Since the inception of 3D printing technology, it has been subtly changing the production lines of the world’s leading manufacturers. 3D printing was once primarily used for prototyping, however, with advances in materials and productivity, the current 3D printer has become a powerful manufacturing tool for everything from prototypes to end-use parts. As these 3D printers move from R&D to the shop floor, the question “will 3D printing replace CNC machining?” The answer is no, because it doesn’t need to.

3D printing and CNC machining both have their place in manufacturing. In fact, they are friends rather than rivals. In other words, two different tools in your toolbox! Both are useful. The only rule is that before doing different jobs, the key is to know how to use them wisely.

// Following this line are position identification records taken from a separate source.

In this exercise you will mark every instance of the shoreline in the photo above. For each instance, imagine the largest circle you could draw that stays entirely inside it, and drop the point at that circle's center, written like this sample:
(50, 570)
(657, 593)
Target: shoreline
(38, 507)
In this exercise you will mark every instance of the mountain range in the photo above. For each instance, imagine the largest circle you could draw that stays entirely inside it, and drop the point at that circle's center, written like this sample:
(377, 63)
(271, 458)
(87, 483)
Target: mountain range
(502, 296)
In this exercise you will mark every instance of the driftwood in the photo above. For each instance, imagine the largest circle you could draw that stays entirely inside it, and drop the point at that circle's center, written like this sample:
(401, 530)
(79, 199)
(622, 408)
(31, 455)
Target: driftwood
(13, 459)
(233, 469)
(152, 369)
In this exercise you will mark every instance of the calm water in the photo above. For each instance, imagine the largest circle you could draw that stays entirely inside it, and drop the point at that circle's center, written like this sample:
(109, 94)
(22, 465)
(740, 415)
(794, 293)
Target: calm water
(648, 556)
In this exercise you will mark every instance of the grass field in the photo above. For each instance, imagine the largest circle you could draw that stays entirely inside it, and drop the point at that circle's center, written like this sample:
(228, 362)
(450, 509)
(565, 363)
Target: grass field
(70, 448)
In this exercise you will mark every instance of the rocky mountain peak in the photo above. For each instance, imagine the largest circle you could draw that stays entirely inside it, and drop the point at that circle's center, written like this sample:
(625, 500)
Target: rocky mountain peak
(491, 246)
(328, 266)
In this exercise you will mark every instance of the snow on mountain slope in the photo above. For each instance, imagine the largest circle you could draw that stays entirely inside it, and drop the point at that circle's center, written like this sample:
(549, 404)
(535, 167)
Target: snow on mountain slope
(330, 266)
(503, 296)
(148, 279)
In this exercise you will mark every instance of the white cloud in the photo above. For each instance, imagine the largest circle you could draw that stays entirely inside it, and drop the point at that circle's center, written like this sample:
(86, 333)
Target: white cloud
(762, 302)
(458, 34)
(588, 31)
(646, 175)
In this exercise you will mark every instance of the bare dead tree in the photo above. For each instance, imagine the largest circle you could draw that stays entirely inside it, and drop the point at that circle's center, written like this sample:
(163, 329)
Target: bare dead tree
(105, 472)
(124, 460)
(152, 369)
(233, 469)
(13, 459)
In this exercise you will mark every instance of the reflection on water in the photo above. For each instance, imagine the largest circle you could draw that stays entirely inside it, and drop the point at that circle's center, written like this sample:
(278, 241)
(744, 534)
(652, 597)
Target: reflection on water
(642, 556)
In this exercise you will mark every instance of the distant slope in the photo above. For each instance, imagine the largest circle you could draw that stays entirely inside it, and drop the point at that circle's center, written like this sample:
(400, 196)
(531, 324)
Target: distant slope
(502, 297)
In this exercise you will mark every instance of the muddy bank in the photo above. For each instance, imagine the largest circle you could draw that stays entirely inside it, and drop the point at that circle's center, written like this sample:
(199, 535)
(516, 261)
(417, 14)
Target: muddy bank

The main difference between the tools is that 3D printing is an additive process while CNC is a subtractive process. 3D printing starts from scratch, building parts layer by layer. Whereas CNC starts with a stock of material and then removes that material until the desired shape is obtained.

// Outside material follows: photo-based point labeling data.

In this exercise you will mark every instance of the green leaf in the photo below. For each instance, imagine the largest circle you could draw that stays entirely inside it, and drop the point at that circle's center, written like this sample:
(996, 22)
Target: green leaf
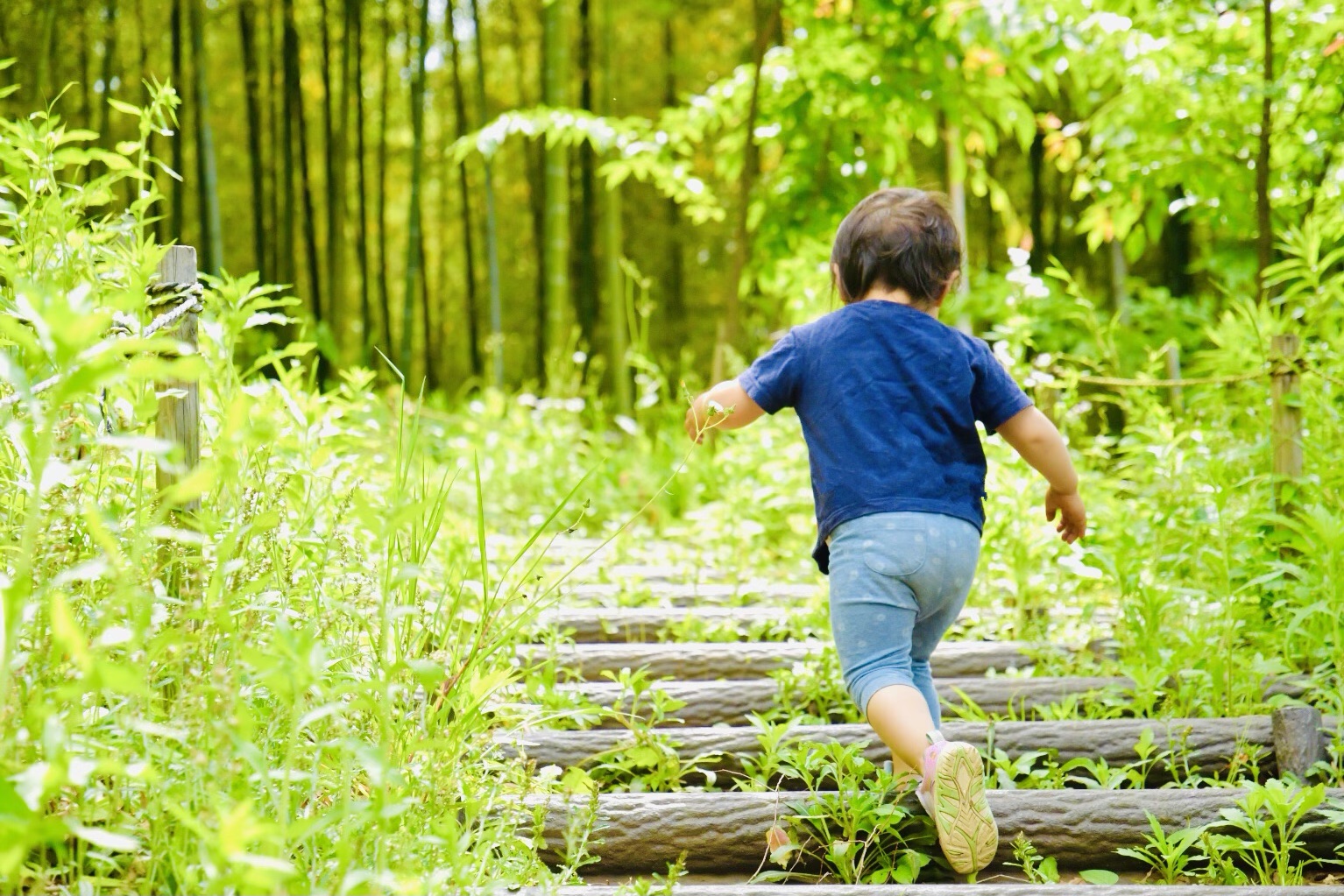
(124, 106)
(103, 838)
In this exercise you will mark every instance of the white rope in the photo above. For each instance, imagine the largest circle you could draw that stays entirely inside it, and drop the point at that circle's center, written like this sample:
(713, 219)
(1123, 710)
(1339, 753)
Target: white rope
(124, 327)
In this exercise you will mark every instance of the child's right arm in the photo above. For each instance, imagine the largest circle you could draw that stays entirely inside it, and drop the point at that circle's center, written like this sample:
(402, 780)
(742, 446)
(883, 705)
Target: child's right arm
(1035, 438)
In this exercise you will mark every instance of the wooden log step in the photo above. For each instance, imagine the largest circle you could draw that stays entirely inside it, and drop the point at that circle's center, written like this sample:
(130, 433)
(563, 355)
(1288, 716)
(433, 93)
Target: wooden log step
(609, 624)
(601, 624)
(953, 890)
(683, 594)
(734, 660)
(726, 832)
(710, 702)
(1206, 744)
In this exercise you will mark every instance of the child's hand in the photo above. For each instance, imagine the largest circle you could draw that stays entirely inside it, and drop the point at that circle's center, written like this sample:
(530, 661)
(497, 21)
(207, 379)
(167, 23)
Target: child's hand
(1072, 516)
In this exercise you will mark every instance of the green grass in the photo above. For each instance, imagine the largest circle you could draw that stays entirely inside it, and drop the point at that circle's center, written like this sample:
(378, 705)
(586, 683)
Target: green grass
(296, 689)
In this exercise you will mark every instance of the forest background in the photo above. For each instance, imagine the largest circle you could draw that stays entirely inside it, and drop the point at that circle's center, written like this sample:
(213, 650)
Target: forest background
(586, 203)
(1153, 148)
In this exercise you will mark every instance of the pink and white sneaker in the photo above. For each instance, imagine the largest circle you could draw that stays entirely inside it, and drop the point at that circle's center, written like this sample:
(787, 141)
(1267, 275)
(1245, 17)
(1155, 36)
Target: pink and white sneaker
(953, 794)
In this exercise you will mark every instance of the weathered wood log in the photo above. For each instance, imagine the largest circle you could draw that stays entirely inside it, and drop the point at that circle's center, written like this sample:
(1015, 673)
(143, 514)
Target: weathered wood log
(683, 594)
(614, 624)
(710, 702)
(732, 660)
(178, 420)
(611, 624)
(1205, 744)
(951, 890)
(1300, 739)
(726, 832)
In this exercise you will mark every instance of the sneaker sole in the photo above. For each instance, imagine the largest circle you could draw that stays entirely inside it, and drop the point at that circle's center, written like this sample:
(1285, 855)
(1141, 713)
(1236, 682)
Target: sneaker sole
(966, 829)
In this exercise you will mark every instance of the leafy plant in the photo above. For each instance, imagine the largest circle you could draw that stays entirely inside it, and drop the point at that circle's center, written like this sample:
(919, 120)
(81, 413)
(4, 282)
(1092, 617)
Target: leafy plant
(1039, 870)
(1269, 821)
(1170, 856)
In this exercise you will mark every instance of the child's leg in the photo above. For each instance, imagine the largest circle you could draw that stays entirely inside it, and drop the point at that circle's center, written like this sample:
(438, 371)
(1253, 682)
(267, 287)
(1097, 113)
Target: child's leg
(900, 715)
(873, 618)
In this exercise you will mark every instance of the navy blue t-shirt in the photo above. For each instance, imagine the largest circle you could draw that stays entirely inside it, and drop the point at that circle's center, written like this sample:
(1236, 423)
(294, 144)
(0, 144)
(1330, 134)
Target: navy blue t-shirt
(888, 399)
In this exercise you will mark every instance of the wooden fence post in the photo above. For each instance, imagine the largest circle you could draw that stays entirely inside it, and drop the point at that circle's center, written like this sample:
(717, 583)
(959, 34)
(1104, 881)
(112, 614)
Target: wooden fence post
(179, 403)
(1178, 394)
(1286, 437)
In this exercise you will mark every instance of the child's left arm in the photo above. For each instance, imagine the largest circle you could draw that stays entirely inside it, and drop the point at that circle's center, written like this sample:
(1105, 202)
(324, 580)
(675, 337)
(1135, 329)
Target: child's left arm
(735, 410)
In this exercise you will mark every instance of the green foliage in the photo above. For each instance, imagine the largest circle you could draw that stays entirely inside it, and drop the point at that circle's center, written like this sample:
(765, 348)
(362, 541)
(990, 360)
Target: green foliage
(859, 829)
(1039, 870)
(269, 694)
(1171, 856)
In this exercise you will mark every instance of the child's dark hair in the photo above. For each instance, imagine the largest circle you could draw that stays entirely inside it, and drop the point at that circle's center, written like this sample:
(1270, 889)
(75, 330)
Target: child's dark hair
(900, 238)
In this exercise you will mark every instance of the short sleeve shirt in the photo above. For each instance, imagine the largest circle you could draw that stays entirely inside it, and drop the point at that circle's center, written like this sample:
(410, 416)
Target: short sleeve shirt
(888, 399)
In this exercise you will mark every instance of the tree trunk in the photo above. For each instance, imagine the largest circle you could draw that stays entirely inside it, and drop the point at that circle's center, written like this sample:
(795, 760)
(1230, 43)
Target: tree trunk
(282, 242)
(211, 236)
(251, 92)
(285, 266)
(143, 58)
(555, 73)
(179, 143)
(1119, 279)
(1036, 164)
(613, 282)
(334, 151)
(585, 251)
(110, 73)
(413, 227)
(296, 106)
(380, 166)
(1265, 233)
(463, 194)
(42, 77)
(956, 161)
(86, 85)
(1178, 236)
(536, 201)
(991, 234)
(675, 277)
(355, 23)
(492, 243)
(767, 17)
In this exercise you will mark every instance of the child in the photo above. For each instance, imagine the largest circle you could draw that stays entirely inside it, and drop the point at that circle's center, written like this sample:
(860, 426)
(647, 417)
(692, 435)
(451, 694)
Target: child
(888, 400)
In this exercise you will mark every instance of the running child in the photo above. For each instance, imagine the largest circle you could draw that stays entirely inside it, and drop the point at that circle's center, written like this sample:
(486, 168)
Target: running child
(888, 399)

Here are the advantages of both techniques:

3D printing advantages:

  1. Design freedom – Geometries that cannot be achieved with traditional manufacturing methods (i.e. more freedom in complexity) can be achieved. This includes:
  • Part Merging – Assemblies that require multiple parts and fabrication/connection methods can be printed as a single piece;

*Lightweight – 3D printing allows you to place materials only where they are needed. Void, honeycomb or lattice structures can be easily created without creating extra steps or energy to remove them.

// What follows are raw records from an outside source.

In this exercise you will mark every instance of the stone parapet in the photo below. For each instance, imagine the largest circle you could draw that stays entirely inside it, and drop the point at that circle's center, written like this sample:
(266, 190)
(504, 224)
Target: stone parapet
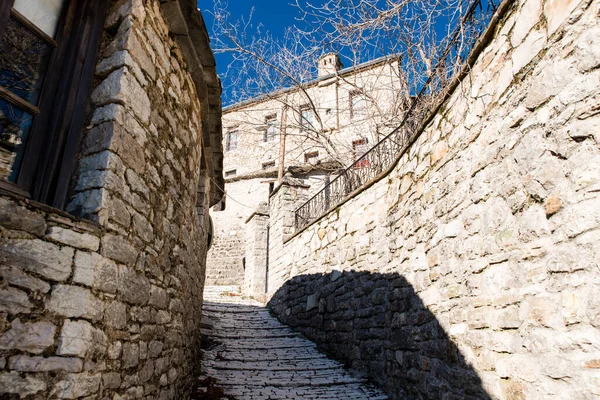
(108, 305)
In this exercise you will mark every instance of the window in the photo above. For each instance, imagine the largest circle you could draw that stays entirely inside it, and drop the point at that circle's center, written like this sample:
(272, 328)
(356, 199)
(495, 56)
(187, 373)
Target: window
(307, 118)
(271, 131)
(268, 165)
(311, 157)
(359, 148)
(220, 206)
(232, 140)
(45, 77)
(358, 104)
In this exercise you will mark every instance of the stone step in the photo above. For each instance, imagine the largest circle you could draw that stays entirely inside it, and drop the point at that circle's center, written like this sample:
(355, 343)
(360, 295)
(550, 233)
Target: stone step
(255, 357)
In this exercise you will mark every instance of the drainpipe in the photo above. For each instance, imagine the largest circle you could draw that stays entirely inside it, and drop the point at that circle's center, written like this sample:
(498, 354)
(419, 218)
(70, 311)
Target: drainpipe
(282, 136)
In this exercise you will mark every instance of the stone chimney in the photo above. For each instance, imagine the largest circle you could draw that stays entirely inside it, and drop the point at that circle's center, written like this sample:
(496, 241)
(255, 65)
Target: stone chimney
(329, 64)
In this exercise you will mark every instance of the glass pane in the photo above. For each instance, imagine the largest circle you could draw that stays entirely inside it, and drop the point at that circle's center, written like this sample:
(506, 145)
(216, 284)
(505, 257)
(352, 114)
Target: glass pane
(42, 13)
(15, 125)
(23, 61)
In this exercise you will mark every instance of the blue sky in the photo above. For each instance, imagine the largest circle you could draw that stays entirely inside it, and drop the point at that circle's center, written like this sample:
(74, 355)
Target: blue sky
(275, 15)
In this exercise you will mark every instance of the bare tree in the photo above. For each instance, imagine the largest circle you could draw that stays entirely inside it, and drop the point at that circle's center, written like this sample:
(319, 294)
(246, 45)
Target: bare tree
(404, 36)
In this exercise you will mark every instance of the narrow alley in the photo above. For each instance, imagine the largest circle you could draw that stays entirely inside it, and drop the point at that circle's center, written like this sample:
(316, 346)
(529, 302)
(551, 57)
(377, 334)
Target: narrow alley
(252, 356)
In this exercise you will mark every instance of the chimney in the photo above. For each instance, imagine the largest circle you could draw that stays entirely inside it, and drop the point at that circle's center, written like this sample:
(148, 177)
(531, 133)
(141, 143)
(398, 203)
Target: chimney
(329, 64)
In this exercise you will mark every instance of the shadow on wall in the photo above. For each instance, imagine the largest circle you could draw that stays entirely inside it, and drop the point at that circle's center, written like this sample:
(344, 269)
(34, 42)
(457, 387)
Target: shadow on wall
(377, 324)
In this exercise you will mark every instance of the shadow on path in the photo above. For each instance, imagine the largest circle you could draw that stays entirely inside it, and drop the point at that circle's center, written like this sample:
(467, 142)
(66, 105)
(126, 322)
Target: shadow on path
(249, 355)
(378, 325)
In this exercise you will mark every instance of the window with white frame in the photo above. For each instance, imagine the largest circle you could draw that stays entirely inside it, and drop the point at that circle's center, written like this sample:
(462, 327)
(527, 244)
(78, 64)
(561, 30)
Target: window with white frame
(307, 118)
(232, 140)
(271, 131)
(360, 147)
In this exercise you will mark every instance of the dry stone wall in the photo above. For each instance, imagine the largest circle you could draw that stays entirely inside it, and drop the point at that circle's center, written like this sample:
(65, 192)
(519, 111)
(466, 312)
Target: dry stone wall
(471, 270)
(108, 306)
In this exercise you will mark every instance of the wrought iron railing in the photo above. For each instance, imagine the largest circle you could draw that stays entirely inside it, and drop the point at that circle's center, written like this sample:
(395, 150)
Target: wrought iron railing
(386, 152)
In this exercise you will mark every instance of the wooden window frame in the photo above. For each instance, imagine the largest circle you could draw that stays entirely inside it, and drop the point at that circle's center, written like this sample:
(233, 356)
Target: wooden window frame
(51, 149)
(353, 112)
(228, 143)
(267, 137)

  1. Speed ​​- the shortest time from 3D file to part, and can be modified on the fly;
  2. Less Design Time – Compared to CNC machining, 3D printing requires less user interaction to create machine motion paths. In some cases it can be a simple button, but in other cases it may require more knowledge, such as creating the best support structure for an SLA or DMLS;
  3. Reduce waste – only the material needed to produce the part. Even with support structures, the material consumed is usually much less than subtractive. In fact, with some additive processes, the remaining material is reusable.

CNC machining advantages:

  1. Materials – The range of materials suitable for CNC is very wide, including metal, plastic and wood. In general, it is not uncommon for high-volume 3D printers to have more than a few or more materials. Even if it can be converted, it is expensive and time-consuming;
  2. Tolerances – CNC machining can achieve tighter tolerances, usually 10 to 100 times better than 3D printing;
  3. Surface finish – The surface finish of CNC machine parts is usually very good, depending on part geometry, tooling and machining time, etc.;
  4. Acceptance: Many industries are more accepting due to existing part certification and CNC manufacturing methods;
  5. Open Architecture – Often, CNC users purchase their tools and materials from third-party suppliers and enjoy multiple sources for these items; however, 3D printer users often have to source their consumables from a single source. In most cases, this source is the 3D printer manufacturer. Although, this point has begun to improve, but 3D printing still has a lot of work to do in this regard.

Sean Farrell of Dura-Metal, a manufacturer of precision parts and tooling, said: “I think companies need to be always open to change. Not just to make quality parts with our existing machines, but also to find ways to Improve our ability to serve our customers with new ideas and new technologies.”